ARIZONA, FEB. 22: McCain's home state could be a hazard. Forbes won the state's 1996 Republican primary and Bush has the support of the state's Republican governor, Jane Dee Hull. McCain is not spending a great deal of time or money in his own state, counting on being its favorite son. A loss there could hurt symbolically and cost him 30 delegates; the winner takes them all.

In each of these states, the election rules allow independent voters to participate in the GOP primary. McCain hopes to exploit that, but not all independent, or non-party, voters have the same iconoclastic sensibilities as New Hampshire independents.

SUPER TUESDAY, MARCH 7: If McCain makes it this far, then this is his ultimate test. About a dozen states, including California and New York, are on the line. This is where Bush's money and organization are critical: Air time for political ads in California alone runs about $1.5-million a week per candidate, by one estimate.

"You have to be on the air to speak to voters," said Leslie Goodman, a Republican communications consultant in California who has advised the Bush camp. "You can't do retail politics like McCain did in New Hampshire."

McCain has a significant Super Tuesday handicap: He's not on the ballot in a number of New York congressional districts, kicked off by stiff party eligibility rules.

Democratic landscape

Both Gore and Bradley are embracing coast-to-coast strategies aimed at Super Tuesday. Like McCain in the Republican contests, Bradley is betting on independent and unaffiliated voters.

Only three of the 11 Democratic primaries that day are closed to independent voters: Maryland, Connecticut and New York. The rest allow voters who are not registered Democrats to vote and, if New Hampshire is a guide, Bradley can count on their support.

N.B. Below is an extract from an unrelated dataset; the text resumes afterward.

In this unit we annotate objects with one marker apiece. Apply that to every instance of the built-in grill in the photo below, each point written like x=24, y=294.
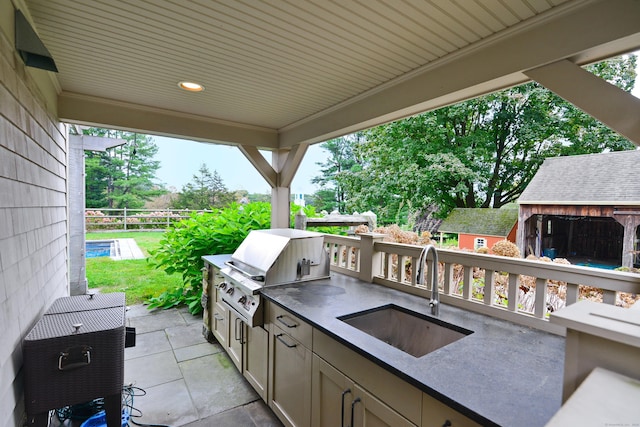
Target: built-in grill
x=269, y=258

Five of the Super Tuesday states are in New England, where Bradley receives high favorable ratings, but the big prizes, as they are for Republicans, are New York and California.

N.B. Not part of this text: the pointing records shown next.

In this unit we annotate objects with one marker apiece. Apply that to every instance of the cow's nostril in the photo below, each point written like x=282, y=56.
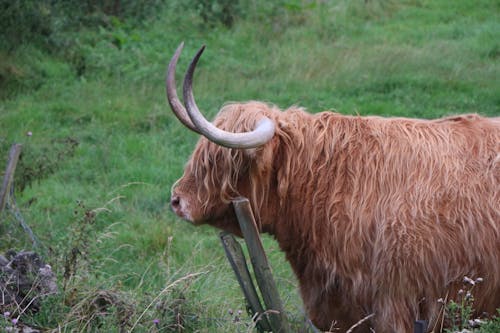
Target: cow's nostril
x=175, y=201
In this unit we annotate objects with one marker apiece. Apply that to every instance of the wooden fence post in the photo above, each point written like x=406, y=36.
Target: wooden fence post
x=237, y=260
x=274, y=308
x=14, y=153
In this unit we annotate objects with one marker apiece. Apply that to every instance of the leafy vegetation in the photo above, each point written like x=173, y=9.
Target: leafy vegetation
x=83, y=91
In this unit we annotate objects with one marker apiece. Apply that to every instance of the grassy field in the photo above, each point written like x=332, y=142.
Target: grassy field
x=104, y=140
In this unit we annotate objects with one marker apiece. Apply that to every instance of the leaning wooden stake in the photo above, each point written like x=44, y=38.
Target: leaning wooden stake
x=14, y=153
x=275, y=311
x=237, y=260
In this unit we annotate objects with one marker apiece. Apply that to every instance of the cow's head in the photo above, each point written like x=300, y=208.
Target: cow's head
x=231, y=159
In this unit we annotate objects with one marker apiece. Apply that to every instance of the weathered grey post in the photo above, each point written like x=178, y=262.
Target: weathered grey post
x=237, y=260
x=274, y=308
x=14, y=153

In New York, Bradley still wears the mantle of hometown hero from his days as a member of the New York Knicks basketball team. Still, New York's prohibition on independent voters deprives Bradley of one potential bloc of support.

Gore has a substantial lead in the California polls, though that could dissipate quickly once the two candidates get their messages on television and voters begin to pay attention.

On the trail today

Bradley campaigns in San Francisco. Gore also is in California before flying to Washington state for an event in Olympia. McCain and Bush are in South Carolina, with the governor breaking off for a Detroit event. Forbes is in Delaware.